Heureux les heureux, ce titre à la symétrie heureuse, donné par Yasmina Reza à l'un de ses livres, m'a toujours semblé très heureux. Il opère un décollement étonnant entre les deux adjectifs, dont le second est substantivé, comme si l'état de bonheur s'était définitivement établi en une réalité prouvée par elle-même — presque en une substance. Mais si les Heureux peuvent être heureux, c'est qu'ils peuvent aussi ne pas l'être. À moins, tout au contraire, que la nature des Heureux les condamne au bonheur, ce qui est peut-être plus conforme à la réalité observable, mais moins littéraire et moins intéressant. On voit que les deux occurrences du même mot se questionnent l'une l'autre, se cherchent des poux dans la tête et des contradictions dans les poches, et c'est ce qui donne à ce titre une qualité à la fois comique et profonde.

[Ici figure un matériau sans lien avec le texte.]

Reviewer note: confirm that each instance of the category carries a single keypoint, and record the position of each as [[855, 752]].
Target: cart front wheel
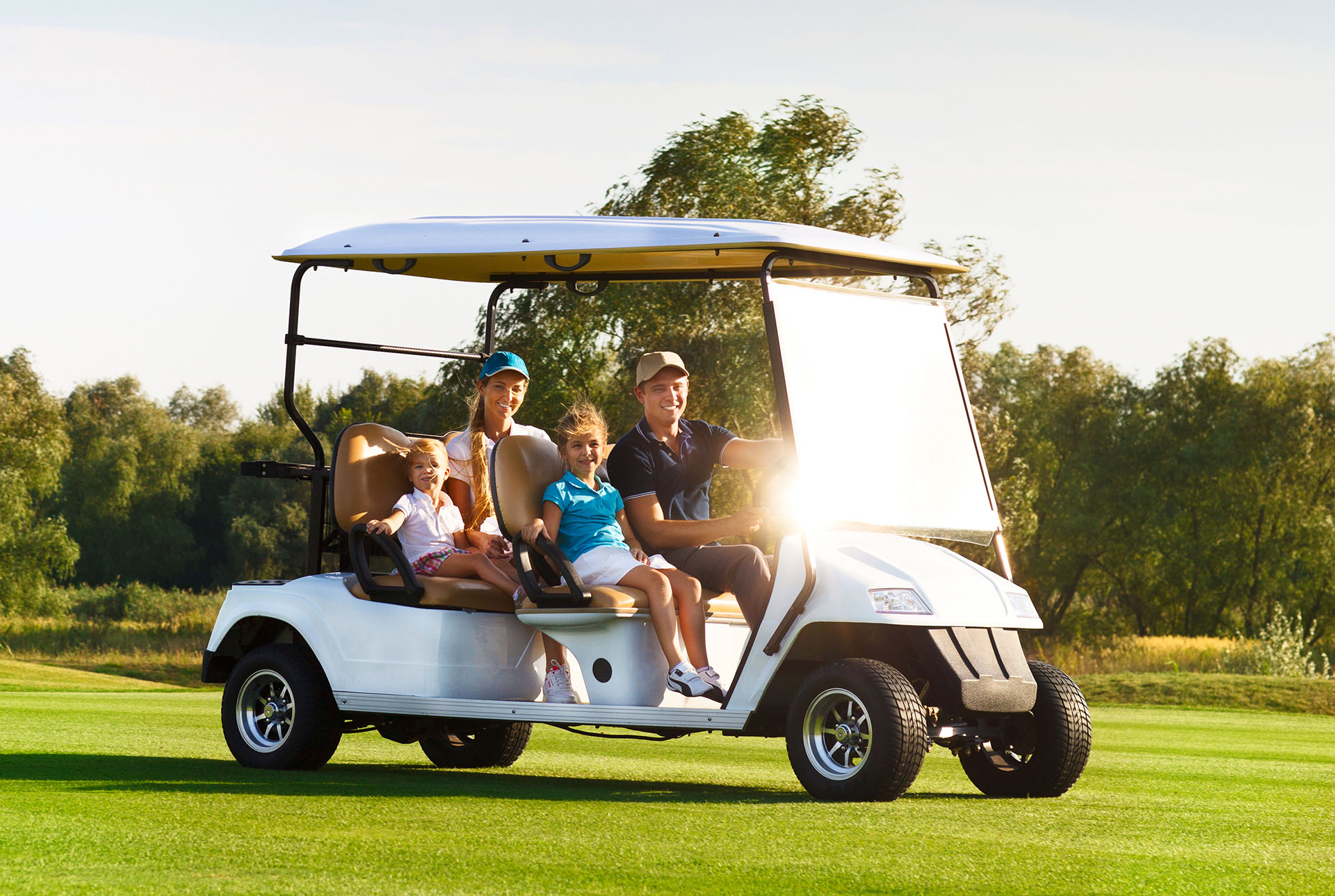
[[494, 747], [856, 731]]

La langue est un cancer : ses cellules se développent selon un agenda et une organisation qui nous restent obscurs, même si nous en pressentons la logique, venue de très loin. Les écrivains sont des gens qui placent entre les mots des liaisons dangereuses, dont les effets ne se font sentir qu'après coup, quand le chant de la phrase s'est tu et que cette dernière laisse retomber la poussière radioactive qu'elle a soulevée en nous.
Les heureux sont-ils assignés à leur être-heureux ? J'aurais tendance à le croire. Comme je suis installé dans un état quasi permanent de non-bonheur (ce qui ne veut pas dire que j'ignore le bonheur, ou que je le méprise, mais qu'il n'est qu'un moment, un spasme), les Heureux me semblent domiciliés dans une nature que je ne peux observer que de l'extérieur, en touriste ou en voyeur. « Au fond, le seul bonheur, je crois, c’est d’être en paix avec soi-même », écrit Simenon, et je comprends mieux, le lisant, ce qui m'interdit d'être le citoyen de cette patrie un peu inquiétante.